There is considerable evidence for the various components of the LH interpreter. The classical split brain patient studies (Gazzaniga and Smylie, 1984; Gazzaniga, 1998, 2000) and newer studies on inductive inference (Goel et al., 1997; Goel and Dolan, 2004; Reverberi et al., 2005) provide support for its role in making conceptual and semantic connections. Numerous studies provide evidence for its role in semantic and simple logical inferences (reviewed in Goel, 2007; Prado et al., 2011). Finally, studies by Wolford et al. (2000) provide evidence for its hypothesis generation function, while other studies provide evidence for its role in making simple causal connections (Gazzaniga and Smylie, 1984; Roser et al., 2005). A more comprehensive review of this literature is provided by Marinsek et al. (2014).

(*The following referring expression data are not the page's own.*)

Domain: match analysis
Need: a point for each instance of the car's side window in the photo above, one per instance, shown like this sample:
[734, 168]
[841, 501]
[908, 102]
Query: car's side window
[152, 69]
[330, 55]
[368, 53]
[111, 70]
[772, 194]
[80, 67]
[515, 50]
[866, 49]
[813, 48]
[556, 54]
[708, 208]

Evidence for the Role of Right PFC System

Recent data suggest that right PFC is crucial in situations where the problem space: (a) is very broad, contains incomplete information and non-constitutive constraints; and/or (b) contains misleading/conflicting information. These are all hallmarks of real-world problems and robustly engage right PFC systems. For example, we have found, in an anagram task, that broadening semantic categories that words can belong to (and thus the problem space) from “make the word ‘knife’ with IKFEN”, to “make a word for a kitchen utensil with IKFEN”, to “make a word with IKFEN”, relaxes task constraints and selectively activates right PFC (Vartanian and Goel, 2005). Mental set shift tasks, like the Matchstick problems, which require the overcoming of implicit misleading cues, selectively activate right PFC in the misleading condition (Miller and Tippett, 1996; Goel and Vartanian, 2005).

Even in a classic “LH” task like logical reasoning, a patient study suggests a double dissociation such that patients with lesions to left PFC are selectively impaired in determinate trials (e.g., A > B, B > C, A > C; and A > B, B > C, C > A), while patients with lesions to right PFC are selectively impaired in indeterminate trials (e.g., A > B, A > C, B > C; Goel et al., 2007). Neuroimaging studies reveal similar results (Goel et al., 2009; Brzezicka et al., 2011).

With respect to causal inference, at least one study, involving split brain patients, shows a double dissociation between the ability of the LH and the RH to deal with simple well-structured causal relations (as in “billiard ball causation”), and more complex, indeterminate, difficult to discern and resolve spatiotemporal relationships between events (Roser et al., 2005). The LH is great at the former but the latter requires the RH.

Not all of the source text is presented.